Nebius Token Factory and the Meta models hosted in the service are built on the **Llama 3.1**, **Llama 3.2**, and **Llama 3.3** families.

For acceptable use, see Meta’s policies:

* [Llama 3.1 Acceptable Use Policy](https://llama.meta.com/llama3_1/use-policy/)
* [Llama 3.2 Acceptable Use Policy](https://www.llama.com/llama3_2/use-policy/)
* [Llama 3.3 Acceptable Use Policy](https://www.llama.com/llama3_3/use-policy/)

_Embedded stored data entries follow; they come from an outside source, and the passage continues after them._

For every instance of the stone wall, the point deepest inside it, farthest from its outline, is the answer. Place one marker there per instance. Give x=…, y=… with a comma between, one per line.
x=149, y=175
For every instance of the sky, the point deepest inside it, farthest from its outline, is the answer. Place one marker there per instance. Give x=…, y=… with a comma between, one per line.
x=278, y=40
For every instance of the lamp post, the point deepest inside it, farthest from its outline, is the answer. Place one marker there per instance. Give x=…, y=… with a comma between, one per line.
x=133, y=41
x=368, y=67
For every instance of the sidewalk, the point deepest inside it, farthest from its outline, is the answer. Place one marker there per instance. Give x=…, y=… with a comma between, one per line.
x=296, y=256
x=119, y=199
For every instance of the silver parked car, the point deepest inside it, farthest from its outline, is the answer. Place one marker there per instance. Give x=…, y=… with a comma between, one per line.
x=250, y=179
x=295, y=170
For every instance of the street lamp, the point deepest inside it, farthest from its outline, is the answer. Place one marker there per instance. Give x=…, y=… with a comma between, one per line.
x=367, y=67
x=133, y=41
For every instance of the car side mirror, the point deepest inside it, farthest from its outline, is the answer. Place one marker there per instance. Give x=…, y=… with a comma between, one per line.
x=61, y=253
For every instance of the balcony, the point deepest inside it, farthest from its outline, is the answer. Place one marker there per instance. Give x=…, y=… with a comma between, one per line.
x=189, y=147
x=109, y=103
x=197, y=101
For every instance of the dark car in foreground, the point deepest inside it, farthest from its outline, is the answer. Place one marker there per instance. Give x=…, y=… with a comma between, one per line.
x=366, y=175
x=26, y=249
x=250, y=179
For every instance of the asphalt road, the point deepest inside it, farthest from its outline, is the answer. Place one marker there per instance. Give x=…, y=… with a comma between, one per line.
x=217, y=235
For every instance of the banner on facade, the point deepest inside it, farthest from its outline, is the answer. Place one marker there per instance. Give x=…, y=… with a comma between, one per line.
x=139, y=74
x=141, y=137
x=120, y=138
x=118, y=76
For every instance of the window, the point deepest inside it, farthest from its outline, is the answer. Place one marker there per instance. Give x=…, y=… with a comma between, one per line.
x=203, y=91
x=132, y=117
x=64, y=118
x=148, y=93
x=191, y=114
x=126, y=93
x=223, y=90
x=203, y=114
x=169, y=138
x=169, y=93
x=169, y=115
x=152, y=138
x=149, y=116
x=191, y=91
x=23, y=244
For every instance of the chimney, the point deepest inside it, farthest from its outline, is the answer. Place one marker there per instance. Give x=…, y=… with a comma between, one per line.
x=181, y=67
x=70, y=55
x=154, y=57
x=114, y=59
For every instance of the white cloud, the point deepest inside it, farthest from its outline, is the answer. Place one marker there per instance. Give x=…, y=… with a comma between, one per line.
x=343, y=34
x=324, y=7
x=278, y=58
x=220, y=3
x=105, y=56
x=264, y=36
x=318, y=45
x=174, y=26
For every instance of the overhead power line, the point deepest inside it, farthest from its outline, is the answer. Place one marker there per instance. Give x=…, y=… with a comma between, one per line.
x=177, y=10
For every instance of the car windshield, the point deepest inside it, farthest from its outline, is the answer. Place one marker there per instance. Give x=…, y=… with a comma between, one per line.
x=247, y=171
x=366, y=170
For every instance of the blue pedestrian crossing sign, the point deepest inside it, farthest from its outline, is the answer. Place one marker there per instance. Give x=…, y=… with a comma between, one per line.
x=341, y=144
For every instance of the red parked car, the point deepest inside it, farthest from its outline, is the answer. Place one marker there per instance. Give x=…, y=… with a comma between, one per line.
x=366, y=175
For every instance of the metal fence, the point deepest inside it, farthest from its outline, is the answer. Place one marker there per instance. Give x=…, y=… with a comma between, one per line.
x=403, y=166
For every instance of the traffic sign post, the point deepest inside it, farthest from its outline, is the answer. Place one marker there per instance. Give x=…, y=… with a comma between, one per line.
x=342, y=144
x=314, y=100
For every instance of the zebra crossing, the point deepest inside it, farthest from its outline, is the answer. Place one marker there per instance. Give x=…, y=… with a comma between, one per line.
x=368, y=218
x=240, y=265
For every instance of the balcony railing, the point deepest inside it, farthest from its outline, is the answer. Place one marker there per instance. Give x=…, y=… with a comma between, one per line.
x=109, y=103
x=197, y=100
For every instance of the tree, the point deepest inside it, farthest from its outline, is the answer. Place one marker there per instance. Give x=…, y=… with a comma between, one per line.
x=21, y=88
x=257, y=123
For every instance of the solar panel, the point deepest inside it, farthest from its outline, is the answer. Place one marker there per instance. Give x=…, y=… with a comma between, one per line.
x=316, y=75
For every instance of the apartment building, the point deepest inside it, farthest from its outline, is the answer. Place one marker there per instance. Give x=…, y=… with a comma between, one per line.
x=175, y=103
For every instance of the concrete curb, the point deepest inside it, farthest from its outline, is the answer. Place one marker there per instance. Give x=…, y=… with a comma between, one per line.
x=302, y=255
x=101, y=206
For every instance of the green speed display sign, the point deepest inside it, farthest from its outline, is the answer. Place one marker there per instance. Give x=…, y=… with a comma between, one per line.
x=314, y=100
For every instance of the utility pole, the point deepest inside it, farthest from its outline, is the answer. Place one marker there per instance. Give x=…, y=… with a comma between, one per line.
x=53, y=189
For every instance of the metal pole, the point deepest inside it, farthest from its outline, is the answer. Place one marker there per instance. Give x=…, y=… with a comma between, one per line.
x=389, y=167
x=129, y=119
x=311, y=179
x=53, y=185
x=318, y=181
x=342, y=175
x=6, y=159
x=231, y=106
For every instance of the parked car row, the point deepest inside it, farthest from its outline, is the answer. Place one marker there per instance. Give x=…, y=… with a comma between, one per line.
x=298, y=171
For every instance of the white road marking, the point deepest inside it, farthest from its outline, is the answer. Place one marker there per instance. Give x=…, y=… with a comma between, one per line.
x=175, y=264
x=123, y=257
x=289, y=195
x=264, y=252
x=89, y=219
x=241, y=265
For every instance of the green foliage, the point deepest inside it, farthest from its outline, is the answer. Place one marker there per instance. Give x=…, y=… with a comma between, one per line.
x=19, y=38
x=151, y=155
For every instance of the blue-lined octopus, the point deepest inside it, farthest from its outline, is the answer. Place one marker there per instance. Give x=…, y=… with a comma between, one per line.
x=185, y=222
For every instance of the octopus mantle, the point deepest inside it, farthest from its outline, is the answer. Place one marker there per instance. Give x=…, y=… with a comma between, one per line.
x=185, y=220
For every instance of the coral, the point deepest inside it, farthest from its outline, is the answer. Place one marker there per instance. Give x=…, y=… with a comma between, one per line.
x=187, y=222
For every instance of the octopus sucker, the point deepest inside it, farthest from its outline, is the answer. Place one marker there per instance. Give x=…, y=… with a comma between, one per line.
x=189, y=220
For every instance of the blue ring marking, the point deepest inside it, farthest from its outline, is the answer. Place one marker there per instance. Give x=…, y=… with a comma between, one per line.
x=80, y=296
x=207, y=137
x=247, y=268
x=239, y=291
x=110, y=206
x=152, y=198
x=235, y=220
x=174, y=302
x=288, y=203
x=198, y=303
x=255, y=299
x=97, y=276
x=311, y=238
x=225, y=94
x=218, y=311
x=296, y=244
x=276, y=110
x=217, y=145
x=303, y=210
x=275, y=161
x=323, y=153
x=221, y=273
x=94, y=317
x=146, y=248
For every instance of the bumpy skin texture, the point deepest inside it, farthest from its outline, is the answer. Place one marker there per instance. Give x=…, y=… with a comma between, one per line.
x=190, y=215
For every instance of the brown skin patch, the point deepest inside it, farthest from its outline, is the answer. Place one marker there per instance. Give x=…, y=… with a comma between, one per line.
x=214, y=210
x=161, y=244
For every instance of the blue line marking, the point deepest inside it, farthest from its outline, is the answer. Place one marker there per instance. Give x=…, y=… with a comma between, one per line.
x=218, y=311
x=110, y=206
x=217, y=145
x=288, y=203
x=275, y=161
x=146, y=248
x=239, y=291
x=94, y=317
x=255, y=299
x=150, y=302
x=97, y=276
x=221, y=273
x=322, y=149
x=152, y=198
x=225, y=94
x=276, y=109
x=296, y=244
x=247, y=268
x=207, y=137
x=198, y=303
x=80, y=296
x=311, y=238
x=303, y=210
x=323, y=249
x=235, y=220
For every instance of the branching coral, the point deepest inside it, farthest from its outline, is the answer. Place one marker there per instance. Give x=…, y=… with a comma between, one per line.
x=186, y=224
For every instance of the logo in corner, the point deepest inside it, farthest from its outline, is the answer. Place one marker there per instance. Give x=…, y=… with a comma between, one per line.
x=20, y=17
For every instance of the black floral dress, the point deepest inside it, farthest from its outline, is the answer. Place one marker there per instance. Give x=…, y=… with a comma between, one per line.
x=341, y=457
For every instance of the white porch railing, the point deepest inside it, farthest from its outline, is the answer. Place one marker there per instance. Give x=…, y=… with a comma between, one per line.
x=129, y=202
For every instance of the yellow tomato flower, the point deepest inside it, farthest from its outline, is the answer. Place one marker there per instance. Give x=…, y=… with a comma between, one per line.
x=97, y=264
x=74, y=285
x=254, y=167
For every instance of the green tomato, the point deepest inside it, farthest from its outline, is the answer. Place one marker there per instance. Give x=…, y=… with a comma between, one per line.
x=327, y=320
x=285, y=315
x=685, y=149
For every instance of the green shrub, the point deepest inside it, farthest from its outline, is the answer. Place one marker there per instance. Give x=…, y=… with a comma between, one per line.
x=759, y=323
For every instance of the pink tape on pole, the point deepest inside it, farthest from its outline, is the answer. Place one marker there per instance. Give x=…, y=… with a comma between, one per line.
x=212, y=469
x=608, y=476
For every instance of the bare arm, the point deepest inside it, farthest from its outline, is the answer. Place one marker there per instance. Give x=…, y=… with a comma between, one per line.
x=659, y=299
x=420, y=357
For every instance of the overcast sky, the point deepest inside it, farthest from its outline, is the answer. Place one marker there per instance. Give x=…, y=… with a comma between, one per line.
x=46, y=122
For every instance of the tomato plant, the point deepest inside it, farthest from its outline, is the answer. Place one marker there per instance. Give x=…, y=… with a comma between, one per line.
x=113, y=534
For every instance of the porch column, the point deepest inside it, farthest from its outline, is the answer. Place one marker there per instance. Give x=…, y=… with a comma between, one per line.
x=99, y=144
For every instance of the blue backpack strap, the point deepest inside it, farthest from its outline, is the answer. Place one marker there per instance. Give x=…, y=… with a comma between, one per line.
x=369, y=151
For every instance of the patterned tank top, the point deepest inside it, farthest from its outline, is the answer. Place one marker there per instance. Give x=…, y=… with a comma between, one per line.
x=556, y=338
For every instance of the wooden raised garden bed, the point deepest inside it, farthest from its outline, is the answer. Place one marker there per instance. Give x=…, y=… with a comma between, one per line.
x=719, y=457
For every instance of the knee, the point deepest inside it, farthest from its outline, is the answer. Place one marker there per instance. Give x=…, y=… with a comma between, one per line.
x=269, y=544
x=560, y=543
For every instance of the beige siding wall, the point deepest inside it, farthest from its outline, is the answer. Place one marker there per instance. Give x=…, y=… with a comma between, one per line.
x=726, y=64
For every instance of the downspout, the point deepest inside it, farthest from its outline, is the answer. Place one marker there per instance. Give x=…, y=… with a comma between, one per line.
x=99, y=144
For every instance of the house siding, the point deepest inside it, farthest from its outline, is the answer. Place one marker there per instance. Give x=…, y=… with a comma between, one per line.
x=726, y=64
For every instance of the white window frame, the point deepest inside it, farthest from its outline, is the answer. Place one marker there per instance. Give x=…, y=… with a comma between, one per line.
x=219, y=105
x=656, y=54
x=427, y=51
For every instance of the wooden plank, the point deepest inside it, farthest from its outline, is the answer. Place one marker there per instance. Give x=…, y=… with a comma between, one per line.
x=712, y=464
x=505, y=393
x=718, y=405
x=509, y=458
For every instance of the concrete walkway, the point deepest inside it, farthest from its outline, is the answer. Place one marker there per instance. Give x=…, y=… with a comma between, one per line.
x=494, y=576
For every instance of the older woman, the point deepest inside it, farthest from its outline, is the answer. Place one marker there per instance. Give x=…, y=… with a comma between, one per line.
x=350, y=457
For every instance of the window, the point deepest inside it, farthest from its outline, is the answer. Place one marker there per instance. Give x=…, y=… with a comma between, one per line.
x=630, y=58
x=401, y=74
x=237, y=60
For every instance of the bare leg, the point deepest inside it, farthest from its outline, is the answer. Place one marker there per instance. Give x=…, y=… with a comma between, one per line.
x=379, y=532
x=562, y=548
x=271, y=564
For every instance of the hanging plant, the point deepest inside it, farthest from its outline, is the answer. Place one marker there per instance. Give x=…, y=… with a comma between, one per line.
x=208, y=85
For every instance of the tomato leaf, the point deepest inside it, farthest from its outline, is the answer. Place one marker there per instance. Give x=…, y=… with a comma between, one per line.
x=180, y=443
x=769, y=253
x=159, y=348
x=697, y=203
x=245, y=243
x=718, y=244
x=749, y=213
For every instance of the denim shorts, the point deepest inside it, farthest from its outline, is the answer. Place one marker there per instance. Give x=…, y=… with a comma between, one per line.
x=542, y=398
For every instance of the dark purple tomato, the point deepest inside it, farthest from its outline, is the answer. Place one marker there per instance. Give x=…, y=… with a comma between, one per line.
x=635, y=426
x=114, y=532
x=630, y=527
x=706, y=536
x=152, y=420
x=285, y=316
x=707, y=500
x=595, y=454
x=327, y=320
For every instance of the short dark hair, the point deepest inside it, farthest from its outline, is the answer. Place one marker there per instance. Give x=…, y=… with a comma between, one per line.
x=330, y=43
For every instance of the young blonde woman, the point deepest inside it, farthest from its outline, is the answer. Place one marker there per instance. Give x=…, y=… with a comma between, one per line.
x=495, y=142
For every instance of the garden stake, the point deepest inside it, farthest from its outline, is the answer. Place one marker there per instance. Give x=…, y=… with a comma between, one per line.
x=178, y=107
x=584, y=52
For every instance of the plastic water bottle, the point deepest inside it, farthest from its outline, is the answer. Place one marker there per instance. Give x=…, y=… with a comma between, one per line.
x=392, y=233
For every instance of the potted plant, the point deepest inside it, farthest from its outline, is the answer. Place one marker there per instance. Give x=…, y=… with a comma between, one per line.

| Name                                                                                                                    | Training type                       | License                                                                                                               |
| :---------------------------------------------------------------------------------------------------------------------- | :---------------------------------- | :-------------------------------------------------------------------------------------------------------------------- |
| meta-llama/Meta-Llama-3.1-8B-Instruct<br />([Model card](https://huggingface.co/meta-llama/Meta-Llama-3.1-8B-Instruct)) | LoRA and Full Parameter fine-tuning | [Llama 3.1 Community License Agreement](https://github.com/meta-llama/llama-models/blob/main/models/llama3_1/LICENSE) |
| meta-llama/Meta-Llama-3.1-8B<br />([Model card](https://huggingface.co/meta-llama/Llama-3.1-8B))                        | LoRA and Full Parameter fine-tuning | [Llama 3.1 Community License Agreement](https://github.com/meta-llama/llama-models/blob/main/models/llama3_1/LICENSE) |
| meta-llama/Llama-3.1-70B-Instruct<br />([Model card](https://huggingface.co/meta-llama/Llama-3.1-70B-Instruct))         | LoRA and Full Parameter fine-tuning | [Llama 3.1 Community License Agreement](https://github.com/meta-llama/llama-models/blob/main/models/llama3_1/LICENSE) |
| meta-llama/Llama-3.1-70B<br />([Model card](https://huggingface.co/meta-llama/Llama-3.1-70B))                           | LoRA and Full Parameter fine-tuning | [Llama 3.1 Community License Agreement](https://github.com/meta-llama/llama-models/blob/main/models/llama3_1/LICENSE) |
| meta-llama/Llama-3.2-1B-Instruct<br />([Model card](https://huggingface.co/meta-llama/Llama-3.2-1B-Instruct))           | LoRA and Full Parameter fine-tuning | [Llama 3.2 Community License Agreement](https://huggingface.co/meta-llama/Llama-3.2-1B/blob/main/LICENSE.txt)         |
| meta-llama/Llama-3.2-1B<br />([Model card](https://huggingface.co/meta-llama/Llama-3.2-1B))                             | LoRA and Full Parameter fine-tuning | [Llama 3.2 Community License Agreement](https://huggingface.co/meta-llama/Llama-3.2-1B/blob/main/LICENSE.txt)         |
| meta-llama/Llama-3.2-3B-Instruct<br />([Model card](https://huggingface.co/meta-llama/Llama-3.2-3B-Instruct))           | LoRA and Full Parameter fine-tuning | [Llama 3.2 Community License Agreement](https://huggingface.co/meta-llama/Llama-3.2-3B/blob/main/LICENSE.txt)         |
| meta-llama/Llama-3.2-3B<br />([Model card](https://huggingface.co/meta-llama/Llama-3.2-3B))                             | LoRA and Full Parameter fine-tuning | [Llama 3.2 Community License Agreement](https://huggingface.co/meta-llama/Llama-3.2-3B/blob/main/LICENSE.txt)         |
| meta-llama/Llama-3.3-70B-Instruct<br />([Model card](https://huggingface.co/meta-llama/Llama-3.3-70B-Instruct))         | LoRA and Full Parameter fine-tuning | [Llama 3.3 Community License Agreement](https://github.com/meta-llama/llama-models/blob/main/models/llama3_3/LICENSE) |

Deployment options currently only include via Dedicated endpoints.